Pandey has also decided to return his US degrees. To the ‘why’, he explains: “As I return the Magsaysay award I also feel that I should relieve myself of the degrees I have obtained in the US. Hence, I am also taking a decision to return my Dual M.S. degrees in Manufacturing and Computer Engineering to Syracuse University in upstate New York and my Ph.D. in Mechanical Engineering degree to the University of California at Berkeley. Incidentally, I was made aware of involvement of US academic institutions, especially their engineering and science departments, in defence projects during the protest on Berkeley campus in 1991 against the US war on Iraq launched by senior President Bush. A Professor Pravin Varaiya of Electrical Engineering, whose research area, Control Systems, was the same as mine, and who was a participant in the anti-was protests, made me realize that I was also unknowingly part of the war machine of the United States. Thus began my disillusionment with my research area and I decided to change my research area once I began teaching at Indian Institute of Technology at Kanpur in 1992.”
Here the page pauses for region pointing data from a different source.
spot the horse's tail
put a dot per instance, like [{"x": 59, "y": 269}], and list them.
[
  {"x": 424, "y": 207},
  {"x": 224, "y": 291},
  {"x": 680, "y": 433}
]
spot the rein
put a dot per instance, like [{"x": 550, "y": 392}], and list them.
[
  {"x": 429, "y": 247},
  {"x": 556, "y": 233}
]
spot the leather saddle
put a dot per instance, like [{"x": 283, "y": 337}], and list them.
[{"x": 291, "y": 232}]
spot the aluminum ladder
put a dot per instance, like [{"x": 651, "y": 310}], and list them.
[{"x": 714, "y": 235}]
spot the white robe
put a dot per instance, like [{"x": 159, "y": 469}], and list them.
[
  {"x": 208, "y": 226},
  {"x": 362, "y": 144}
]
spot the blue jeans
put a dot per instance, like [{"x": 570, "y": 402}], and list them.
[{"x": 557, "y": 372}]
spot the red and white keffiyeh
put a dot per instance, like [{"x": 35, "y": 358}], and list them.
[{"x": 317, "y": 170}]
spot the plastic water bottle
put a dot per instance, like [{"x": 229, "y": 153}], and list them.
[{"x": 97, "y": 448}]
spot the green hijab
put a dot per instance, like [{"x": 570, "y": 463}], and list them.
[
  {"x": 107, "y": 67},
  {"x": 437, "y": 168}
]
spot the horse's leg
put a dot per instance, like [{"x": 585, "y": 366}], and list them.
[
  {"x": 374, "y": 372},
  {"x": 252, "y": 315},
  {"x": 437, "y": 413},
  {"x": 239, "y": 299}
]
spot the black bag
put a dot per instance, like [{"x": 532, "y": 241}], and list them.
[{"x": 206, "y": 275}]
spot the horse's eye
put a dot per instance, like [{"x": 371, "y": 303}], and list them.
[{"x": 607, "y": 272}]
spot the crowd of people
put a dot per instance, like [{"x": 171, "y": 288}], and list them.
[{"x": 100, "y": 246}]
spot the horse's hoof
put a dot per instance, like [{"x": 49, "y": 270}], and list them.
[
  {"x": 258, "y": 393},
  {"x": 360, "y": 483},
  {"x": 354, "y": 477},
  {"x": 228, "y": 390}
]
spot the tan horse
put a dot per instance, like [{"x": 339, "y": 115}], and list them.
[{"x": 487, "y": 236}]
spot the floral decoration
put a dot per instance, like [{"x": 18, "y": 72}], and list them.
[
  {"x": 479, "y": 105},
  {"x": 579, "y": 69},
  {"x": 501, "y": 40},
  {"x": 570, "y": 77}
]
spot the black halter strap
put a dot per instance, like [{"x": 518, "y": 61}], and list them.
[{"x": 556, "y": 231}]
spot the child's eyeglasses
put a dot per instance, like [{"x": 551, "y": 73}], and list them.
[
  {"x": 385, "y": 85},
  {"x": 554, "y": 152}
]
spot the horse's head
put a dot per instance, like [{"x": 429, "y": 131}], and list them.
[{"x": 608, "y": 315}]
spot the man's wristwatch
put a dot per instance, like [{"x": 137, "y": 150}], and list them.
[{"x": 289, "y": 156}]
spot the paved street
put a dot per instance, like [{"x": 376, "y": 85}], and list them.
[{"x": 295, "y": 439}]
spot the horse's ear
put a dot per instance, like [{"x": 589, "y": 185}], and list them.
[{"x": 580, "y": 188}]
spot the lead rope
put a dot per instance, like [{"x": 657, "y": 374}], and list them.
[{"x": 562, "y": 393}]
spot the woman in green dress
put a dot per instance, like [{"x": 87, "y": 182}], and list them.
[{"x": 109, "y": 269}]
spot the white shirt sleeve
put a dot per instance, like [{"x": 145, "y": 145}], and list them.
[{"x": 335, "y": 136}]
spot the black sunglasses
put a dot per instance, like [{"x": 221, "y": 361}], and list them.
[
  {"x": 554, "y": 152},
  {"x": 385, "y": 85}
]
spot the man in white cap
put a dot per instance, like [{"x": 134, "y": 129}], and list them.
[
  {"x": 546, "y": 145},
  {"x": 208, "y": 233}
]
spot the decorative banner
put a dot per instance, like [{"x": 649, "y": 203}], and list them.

Ending this column with this verse of the Palestinian poet Mahmoud Darwish:
‘Pride and Fury
O Homeland! O Eagle,
Plunging, through the bars of my cell,
Your fiery beak in my eyes!
All I possess in the presence of death
Is pride and fury.
I have willed that my heart be planted as a tree,
That my forehead become an abode for skylarks.
O eagle,
I am unworthy of your lofty wing,
I prefer a crown of flame.
O homeland!
We were born and raised in your wound,
And ate the fruit of your trees,
To witness the birth of your daybreak.